Abstract
Background
Numerous clinical studies have reported that ingestion of chocolate has reduced risk of metabolic syndrome. In order to elucidate the mechanism, we evaluated the influence of flavan-3-ols derived from cocoa powder on energy metabolism in mice using an indirect calorimetric method.
Method
The mice were divided into two groups, and administered either distilled water or 50 mg/kg of flavan-3-ol fraction for 2 weeks. At the end of the experimental period, animals were sacrificed after blood pressure and the mean respiratory exchange ratio (RER) over 24 hours were measured.
Results
The mean respiratory exchange ratio (RER) over 24 hours was reduced significantly in the flavan-3-ols group. The mean blood pressure was significantly decreased in flavan-3-ols treatment group compared with control group. The protein level of carnitine palmitoyltransferase 2 (CPT2) was increased significantly by flavan-3-ols in skeletal muscle, but not in liver.
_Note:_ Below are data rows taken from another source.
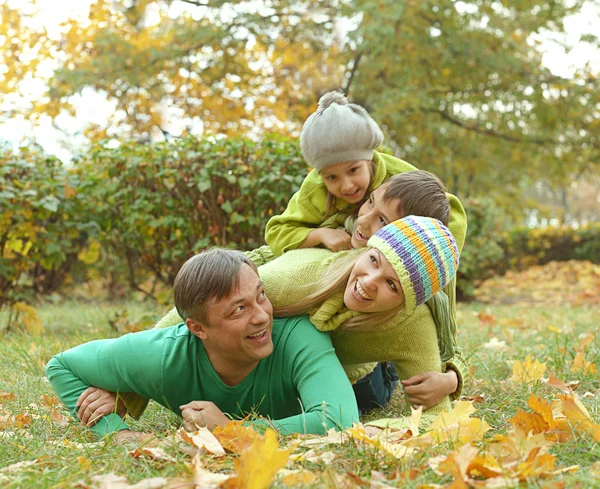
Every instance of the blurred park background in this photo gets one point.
(135, 133)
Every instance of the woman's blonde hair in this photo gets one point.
(334, 280)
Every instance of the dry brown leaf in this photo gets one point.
(203, 439)
(295, 478)
(235, 436)
(333, 437)
(155, 453)
(578, 416)
(486, 319)
(528, 371)
(580, 363)
(257, 466)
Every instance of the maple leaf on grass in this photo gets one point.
(257, 466)
(235, 436)
(203, 439)
(528, 371)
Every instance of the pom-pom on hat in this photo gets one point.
(423, 253)
(337, 132)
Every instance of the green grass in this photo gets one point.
(62, 462)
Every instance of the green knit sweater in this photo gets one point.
(306, 209)
(409, 340)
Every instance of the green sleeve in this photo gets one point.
(117, 365)
(325, 392)
(305, 212)
(136, 404)
(261, 255)
(452, 357)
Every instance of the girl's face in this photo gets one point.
(373, 285)
(348, 181)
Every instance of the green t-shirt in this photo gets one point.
(301, 386)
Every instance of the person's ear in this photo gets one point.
(197, 328)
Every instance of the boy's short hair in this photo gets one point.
(214, 273)
(420, 193)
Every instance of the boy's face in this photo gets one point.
(373, 215)
(348, 181)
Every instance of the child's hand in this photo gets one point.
(93, 403)
(429, 388)
(334, 239)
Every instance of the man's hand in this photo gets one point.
(202, 413)
(429, 388)
(93, 403)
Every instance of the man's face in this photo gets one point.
(373, 215)
(238, 328)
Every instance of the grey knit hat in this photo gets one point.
(338, 131)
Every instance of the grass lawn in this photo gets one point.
(493, 337)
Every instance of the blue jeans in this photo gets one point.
(375, 390)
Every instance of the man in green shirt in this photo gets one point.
(229, 358)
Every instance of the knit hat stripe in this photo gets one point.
(413, 231)
(438, 273)
(450, 241)
(410, 258)
(423, 253)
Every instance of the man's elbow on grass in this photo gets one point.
(59, 377)
(339, 416)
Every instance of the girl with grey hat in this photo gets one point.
(339, 142)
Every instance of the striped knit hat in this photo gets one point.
(422, 251)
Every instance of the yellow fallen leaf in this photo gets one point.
(155, 453)
(578, 416)
(235, 436)
(580, 363)
(295, 478)
(528, 371)
(204, 478)
(7, 396)
(203, 439)
(256, 467)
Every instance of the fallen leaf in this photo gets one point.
(155, 453)
(202, 439)
(7, 396)
(486, 319)
(205, 479)
(528, 371)
(294, 478)
(235, 436)
(580, 363)
(256, 467)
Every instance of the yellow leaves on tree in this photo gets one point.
(256, 467)
(27, 316)
(529, 371)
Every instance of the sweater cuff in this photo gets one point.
(461, 370)
(110, 423)
(135, 404)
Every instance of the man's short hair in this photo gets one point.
(420, 193)
(211, 274)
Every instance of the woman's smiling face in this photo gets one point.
(373, 285)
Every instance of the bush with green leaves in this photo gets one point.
(158, 204)
(43, 224)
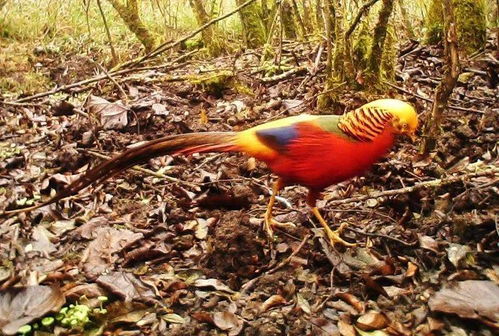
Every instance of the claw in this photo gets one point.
(270, 223)
(334, 236)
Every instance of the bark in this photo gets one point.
(209, 35)
(406, 20)
(338, 14)
(351, 70)
(376, 53)
(432, 130)
(287, 19)
(129, 12)
(471, 23)
(300, 23)
(253, 27)
(307, 17)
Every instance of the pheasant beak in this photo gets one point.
(412, 136)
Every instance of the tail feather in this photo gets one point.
(168, 145)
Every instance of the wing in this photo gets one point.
(277, 138)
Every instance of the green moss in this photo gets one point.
(389, 58)
(361, 46)
(213, 83)
(253, 27)
(471, 24)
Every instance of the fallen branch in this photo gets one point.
(168, 65)
(142, 170)
(427, 184)
(284, 75)
(452, 107)
(165, 46)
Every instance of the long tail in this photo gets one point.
(175, 144)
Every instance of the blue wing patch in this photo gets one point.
(277, 138)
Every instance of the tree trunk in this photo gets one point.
(209, 35)
(129, 12)
(288, 21)
(253, 27)
(431, 129)
(307, 17)
(299, 19)
(406, 20)
(376, 54)
(471, 23)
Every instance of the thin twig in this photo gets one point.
(291, 256)
(414, 243)
(98, 78)
(108, 33)
(452, 107)
(427, 184)
(143, 170)
(165, 46)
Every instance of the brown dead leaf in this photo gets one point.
(469, 299)
(428, 243)
(372, 320)
(228, 322)
(274, 300)
(112, 115)
(352, 300)
(303, 304)
(215, 283)
(41, 241)
(19, 306)
(412, 269)
(127, 286)
(100, 253)
(346, 329)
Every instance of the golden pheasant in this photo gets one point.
(315, 151)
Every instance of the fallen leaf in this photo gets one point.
(303, 304)
(353, 300)
(469, 299)
(41, 241)
(274, 300)
(173, 318)
(228, 322)
(112, 115)
(131, 317)
(346, 329)
(100, 253)
(201, 229)
(428, 243)
(127, 286)
(412, 269)
(19, 306)
(371, 333)
(456, 253)
(215, 283)
(372, 320)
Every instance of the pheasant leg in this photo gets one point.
(333, 235)
(269, 221)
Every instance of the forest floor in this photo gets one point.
(186, 255)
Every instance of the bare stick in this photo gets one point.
(165, 46)
(144, 170)
(427, 184)
(108, 33)
(452, 107)
(98, 78)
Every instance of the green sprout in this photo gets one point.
(25, 329)
(48, 321)
(74, 316)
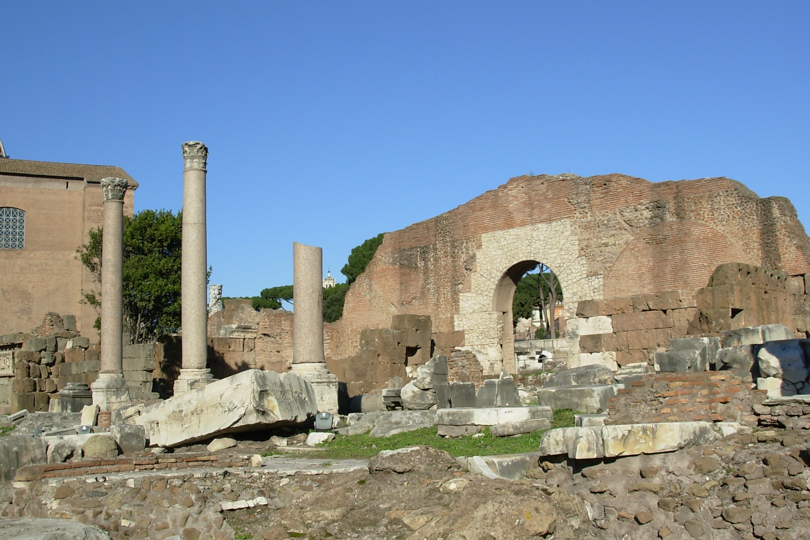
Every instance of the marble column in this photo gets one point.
(308, 359)
(110, 390)
(194, 314)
Uncoupling protein (UCP) 1 was increased significantly in brown adipose tissue by flavan-3-ols. The mitochondria copy number in gastrocnemius and soleus muscles and brown adipose tissue were increased significantly by administration of flavan-3-ol fraction.
Conclusion
These results suggest that flavan-3-ols enhances lipolysis and promotes mitochondrial biogenesis. We conclude that improvement of metabolic syndrome risk factors following ingestion of chocolate may be induced, in part, by the mitochondrial biogenesis-promoting effect of flavan-3-ols.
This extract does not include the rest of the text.